Éramos unas 30 personas, la mayoría adultos, a las 7:30 en punto, a la orilla del mar. La tarde se convertía en noche, el sol se había ocultado hacia rato. La tarde tibia, después de un día con mucho calor, que nos hizo sudar la gota gorda. Se acercó el guardia, un joven de apenas unos 25 años con una enorme cubeta con asas de cuerda. En ella 17 tesoros; esta vez solo había 17 tortuguitas, tan pequeñas que cabían en las palmas de las manos de los niños más pequeños. Fueron ellos lo afortunados de tener una entre sus manos.

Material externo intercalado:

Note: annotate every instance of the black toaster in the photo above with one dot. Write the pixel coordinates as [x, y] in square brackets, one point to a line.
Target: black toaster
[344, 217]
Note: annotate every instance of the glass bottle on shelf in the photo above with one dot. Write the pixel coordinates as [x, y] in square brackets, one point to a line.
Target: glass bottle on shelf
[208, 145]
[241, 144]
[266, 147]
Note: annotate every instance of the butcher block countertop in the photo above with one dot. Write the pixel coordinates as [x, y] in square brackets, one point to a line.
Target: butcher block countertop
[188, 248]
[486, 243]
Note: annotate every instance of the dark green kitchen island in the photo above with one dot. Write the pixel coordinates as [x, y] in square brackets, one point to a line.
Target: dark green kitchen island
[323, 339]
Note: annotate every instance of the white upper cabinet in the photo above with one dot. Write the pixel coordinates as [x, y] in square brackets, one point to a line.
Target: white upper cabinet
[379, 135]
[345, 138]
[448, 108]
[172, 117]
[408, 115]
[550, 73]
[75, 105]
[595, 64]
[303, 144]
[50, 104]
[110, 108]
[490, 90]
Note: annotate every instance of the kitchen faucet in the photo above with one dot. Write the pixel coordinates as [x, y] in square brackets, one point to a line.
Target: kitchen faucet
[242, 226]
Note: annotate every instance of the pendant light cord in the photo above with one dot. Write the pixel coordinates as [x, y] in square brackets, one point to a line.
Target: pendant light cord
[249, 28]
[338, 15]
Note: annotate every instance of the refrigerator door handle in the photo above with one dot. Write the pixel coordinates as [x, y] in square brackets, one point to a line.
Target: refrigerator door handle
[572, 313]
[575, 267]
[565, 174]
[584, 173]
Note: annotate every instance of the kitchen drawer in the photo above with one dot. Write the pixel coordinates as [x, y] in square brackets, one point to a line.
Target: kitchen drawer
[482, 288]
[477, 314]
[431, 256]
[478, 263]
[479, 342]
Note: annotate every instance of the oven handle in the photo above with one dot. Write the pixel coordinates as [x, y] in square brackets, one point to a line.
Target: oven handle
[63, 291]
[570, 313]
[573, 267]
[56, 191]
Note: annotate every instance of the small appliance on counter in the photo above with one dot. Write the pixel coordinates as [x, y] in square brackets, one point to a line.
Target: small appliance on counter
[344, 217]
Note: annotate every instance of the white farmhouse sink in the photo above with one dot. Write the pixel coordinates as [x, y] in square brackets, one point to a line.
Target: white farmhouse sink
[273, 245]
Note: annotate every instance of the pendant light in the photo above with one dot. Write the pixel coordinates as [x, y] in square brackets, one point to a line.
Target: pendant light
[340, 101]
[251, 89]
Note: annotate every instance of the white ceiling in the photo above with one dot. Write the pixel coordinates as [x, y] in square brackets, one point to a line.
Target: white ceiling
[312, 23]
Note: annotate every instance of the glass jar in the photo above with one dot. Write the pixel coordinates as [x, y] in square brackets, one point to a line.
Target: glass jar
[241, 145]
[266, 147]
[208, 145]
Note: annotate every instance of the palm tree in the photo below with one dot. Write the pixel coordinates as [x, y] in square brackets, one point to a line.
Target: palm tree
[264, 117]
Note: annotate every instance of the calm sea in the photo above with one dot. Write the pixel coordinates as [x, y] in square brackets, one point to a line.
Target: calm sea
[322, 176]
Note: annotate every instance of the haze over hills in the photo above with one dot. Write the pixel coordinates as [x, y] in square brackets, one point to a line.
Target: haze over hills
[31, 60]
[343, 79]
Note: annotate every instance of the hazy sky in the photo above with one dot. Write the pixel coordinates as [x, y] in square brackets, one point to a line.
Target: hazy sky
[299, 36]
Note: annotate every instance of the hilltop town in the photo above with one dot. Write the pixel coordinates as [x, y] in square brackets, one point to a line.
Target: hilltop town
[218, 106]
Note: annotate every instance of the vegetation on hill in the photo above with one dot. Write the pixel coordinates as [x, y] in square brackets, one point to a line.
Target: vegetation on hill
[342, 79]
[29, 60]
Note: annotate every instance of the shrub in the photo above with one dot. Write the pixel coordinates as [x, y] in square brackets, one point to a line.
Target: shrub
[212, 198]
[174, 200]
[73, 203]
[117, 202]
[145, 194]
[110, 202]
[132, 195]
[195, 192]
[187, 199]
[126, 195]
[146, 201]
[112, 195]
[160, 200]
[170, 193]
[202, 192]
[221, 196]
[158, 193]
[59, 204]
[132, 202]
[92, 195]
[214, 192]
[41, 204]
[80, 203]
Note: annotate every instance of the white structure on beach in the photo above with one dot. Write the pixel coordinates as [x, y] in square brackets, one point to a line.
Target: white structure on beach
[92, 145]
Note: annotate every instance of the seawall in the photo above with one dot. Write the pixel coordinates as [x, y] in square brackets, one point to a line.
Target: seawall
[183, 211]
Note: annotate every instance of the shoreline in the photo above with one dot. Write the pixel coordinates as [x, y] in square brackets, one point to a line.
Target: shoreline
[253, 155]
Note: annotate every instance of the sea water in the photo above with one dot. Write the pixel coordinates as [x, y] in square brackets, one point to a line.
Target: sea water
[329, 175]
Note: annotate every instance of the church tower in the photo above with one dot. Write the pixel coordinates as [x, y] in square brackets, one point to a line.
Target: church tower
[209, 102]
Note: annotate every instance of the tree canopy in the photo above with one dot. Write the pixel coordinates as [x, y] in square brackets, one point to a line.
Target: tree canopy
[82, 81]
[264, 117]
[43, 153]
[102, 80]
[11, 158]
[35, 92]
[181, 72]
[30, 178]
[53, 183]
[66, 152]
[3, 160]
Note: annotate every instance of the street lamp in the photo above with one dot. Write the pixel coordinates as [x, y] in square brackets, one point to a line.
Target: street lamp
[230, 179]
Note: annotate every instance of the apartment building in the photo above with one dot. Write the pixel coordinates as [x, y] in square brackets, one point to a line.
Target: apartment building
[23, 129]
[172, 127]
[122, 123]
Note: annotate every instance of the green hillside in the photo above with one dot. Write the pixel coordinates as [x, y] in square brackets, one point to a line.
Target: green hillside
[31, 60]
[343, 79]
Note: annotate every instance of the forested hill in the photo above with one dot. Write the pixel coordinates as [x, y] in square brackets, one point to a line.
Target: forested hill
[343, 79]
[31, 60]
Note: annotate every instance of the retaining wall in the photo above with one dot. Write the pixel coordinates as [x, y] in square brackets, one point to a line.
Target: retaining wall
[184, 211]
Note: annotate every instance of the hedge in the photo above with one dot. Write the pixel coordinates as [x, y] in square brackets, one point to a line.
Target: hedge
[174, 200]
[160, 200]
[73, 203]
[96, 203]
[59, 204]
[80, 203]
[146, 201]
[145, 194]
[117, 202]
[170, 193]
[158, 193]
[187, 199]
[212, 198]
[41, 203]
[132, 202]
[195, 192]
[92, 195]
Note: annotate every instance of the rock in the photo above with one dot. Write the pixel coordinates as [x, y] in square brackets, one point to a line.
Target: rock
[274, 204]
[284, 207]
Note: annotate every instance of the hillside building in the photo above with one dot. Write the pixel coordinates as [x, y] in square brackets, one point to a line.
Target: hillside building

Les pedía que las sostuvieran con el índice y el pulgar apretando su concha y su barriga. Se les veía en los ojos la ilusión de tener en sus manos un “juguete vivo”. A los mayores nos sobrecogía el momento, sabedores de lo que esto implicaba…todos sabíamos que muy pocas, quizás ninguna, de este pequeño grupo de 17, sobreviviría a sus depredadores. A una señal, después de pintar con su pie una raya en la arena, les pidió que a la de tres… las pusieran en la arena a las tortuguitas…qué momento…qué alegría la de todos. A más de un adulto, se le hizo un nudo en la garganta. Tan pequeñas, tan indefensas, seguramente ciegas, por pequeñas y por lo oscuro ya de la tarde noche, las vimos mover agitadamente sus manitas y patitas rumbo al océano…frente aquella mole inmensa de agua las vimos, una tras otra, soportar la primera y la segunda olita que llegaba a la playa. Cómo nos hubiera dado gusto ver más tortuguitas, qué milagro más tierno ante el impetuoso mar que pareciera que devora todo; esta vez solo acarició a las 17 tortuguitas y las llevo a su seno.